Это не то время года, в которое он обычно грустил, но, возможно, он растет и меняется, а я просто не могу понять его и не могу что-либо предпринять. Его мягкие всхлипы и скулеж вытесняли весь доступный кислород, мы просидели на лестнице около получаса, и все это время он плакал. Вчера, позавчера он не был таким. Он тащил меня на улицу, уверяя, что на другом конце города есть интересные места. В его глазах не было ни грусти, ни тревоги. А вот сегодня он не мог даже подняться самостоятельно, словно у него больше не было желания и мотивации даже двигаться. Я расчесывал пальцами его спутанные волосы, его голова была опущена все время, я забрал через минут семь чашку с чаем, он мог ее уронить.

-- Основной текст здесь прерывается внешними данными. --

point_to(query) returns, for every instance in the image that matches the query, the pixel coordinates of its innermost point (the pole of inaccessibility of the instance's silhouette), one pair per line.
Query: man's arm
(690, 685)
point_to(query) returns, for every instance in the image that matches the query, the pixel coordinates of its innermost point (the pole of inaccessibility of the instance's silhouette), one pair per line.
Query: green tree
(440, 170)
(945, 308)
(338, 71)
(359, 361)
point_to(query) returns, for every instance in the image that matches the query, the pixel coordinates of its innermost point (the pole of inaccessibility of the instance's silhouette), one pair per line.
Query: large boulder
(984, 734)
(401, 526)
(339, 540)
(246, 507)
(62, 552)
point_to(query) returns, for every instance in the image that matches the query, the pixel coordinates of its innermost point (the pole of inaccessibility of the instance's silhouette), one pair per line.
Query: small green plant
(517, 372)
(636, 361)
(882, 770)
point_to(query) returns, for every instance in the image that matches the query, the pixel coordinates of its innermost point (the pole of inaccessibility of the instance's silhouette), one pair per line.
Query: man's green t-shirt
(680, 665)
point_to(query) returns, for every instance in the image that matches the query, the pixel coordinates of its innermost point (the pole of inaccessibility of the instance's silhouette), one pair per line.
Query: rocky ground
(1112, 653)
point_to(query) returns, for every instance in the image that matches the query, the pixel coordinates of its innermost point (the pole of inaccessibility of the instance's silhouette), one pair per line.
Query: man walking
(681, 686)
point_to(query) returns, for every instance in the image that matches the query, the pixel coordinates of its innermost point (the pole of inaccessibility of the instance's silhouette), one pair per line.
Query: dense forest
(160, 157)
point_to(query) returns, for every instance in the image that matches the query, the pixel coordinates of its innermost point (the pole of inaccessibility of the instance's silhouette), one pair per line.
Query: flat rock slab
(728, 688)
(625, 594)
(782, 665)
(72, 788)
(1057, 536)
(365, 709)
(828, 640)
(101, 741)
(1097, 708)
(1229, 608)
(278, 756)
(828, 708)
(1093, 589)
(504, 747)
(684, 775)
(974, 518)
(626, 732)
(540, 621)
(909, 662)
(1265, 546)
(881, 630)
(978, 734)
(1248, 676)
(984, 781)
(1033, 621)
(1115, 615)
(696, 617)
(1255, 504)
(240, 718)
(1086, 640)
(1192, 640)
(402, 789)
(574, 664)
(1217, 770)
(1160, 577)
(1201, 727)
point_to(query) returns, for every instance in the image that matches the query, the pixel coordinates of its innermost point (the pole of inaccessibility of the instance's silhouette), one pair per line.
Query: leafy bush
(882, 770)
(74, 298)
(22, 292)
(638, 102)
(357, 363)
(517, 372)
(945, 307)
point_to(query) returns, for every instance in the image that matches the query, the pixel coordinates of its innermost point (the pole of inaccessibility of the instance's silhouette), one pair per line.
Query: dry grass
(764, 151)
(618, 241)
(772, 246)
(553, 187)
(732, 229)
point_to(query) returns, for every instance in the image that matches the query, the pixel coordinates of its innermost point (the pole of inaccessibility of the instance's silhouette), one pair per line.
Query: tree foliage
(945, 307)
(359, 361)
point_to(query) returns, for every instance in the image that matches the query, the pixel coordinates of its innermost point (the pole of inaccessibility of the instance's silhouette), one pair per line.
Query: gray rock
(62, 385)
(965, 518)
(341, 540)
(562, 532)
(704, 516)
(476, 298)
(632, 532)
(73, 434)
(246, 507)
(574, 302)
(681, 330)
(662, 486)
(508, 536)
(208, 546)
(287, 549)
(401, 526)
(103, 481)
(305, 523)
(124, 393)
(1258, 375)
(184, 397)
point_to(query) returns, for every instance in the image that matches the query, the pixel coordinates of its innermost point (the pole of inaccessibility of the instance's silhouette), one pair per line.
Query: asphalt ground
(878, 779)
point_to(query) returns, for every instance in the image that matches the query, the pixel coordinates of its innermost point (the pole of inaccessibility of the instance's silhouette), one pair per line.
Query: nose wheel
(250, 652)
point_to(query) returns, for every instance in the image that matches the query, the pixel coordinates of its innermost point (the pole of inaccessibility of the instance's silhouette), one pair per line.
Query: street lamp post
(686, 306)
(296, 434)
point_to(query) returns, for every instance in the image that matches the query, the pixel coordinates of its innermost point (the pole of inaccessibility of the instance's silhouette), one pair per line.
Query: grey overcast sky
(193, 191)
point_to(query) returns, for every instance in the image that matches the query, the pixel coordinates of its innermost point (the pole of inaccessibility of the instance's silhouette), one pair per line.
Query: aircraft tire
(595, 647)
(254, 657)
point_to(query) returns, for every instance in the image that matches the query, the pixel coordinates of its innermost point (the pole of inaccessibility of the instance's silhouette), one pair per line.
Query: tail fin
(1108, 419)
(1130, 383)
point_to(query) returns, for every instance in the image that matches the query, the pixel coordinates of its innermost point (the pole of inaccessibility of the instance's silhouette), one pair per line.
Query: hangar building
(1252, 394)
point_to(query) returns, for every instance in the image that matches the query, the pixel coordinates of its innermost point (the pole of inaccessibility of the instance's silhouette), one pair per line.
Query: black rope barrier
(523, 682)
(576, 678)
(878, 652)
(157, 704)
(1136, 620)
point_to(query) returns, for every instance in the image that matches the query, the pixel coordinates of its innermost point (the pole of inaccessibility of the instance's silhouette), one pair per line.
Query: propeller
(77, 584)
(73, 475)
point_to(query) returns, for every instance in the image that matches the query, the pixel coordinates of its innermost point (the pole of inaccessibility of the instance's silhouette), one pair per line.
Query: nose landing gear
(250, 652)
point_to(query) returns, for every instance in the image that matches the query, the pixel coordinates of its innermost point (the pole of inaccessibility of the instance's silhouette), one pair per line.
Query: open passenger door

– Я жалок, прости, – я встал и поднялся на ту ступеньку, где сидел Луи.
– Поднимайся, – я взял его за плечо и стал тянуть вверх, к себе, мальчик неохотно поддавался. – Давай же, милый, – он обнял меня за шею, я взял его на руки.
Одеяло упало на пол, ни один из нас не обратил на это должного внимания, я просто нес Луи в нашу спальню, хотел, чтобы он отдохнул немного. Я уложил его на кровать, его тонкие пальцы не отпускали мой затылок, он не дал мне даже немного подняться. Я посмотрел в его глаза, улыбнувшись, его усталый вид и синяки под глазами никуда не испарились, даже когда и на его лице появилась улыбка. Его зрачки столкнулись с моими на долю секунды, я почувствовал, как он сдержал то ли радостный, то ли грустный вздох, напрягая мышцы живота, затем снова расслабляясь. Он отпустил мой затылок, и я наконец смог приступить к тому, чего желал.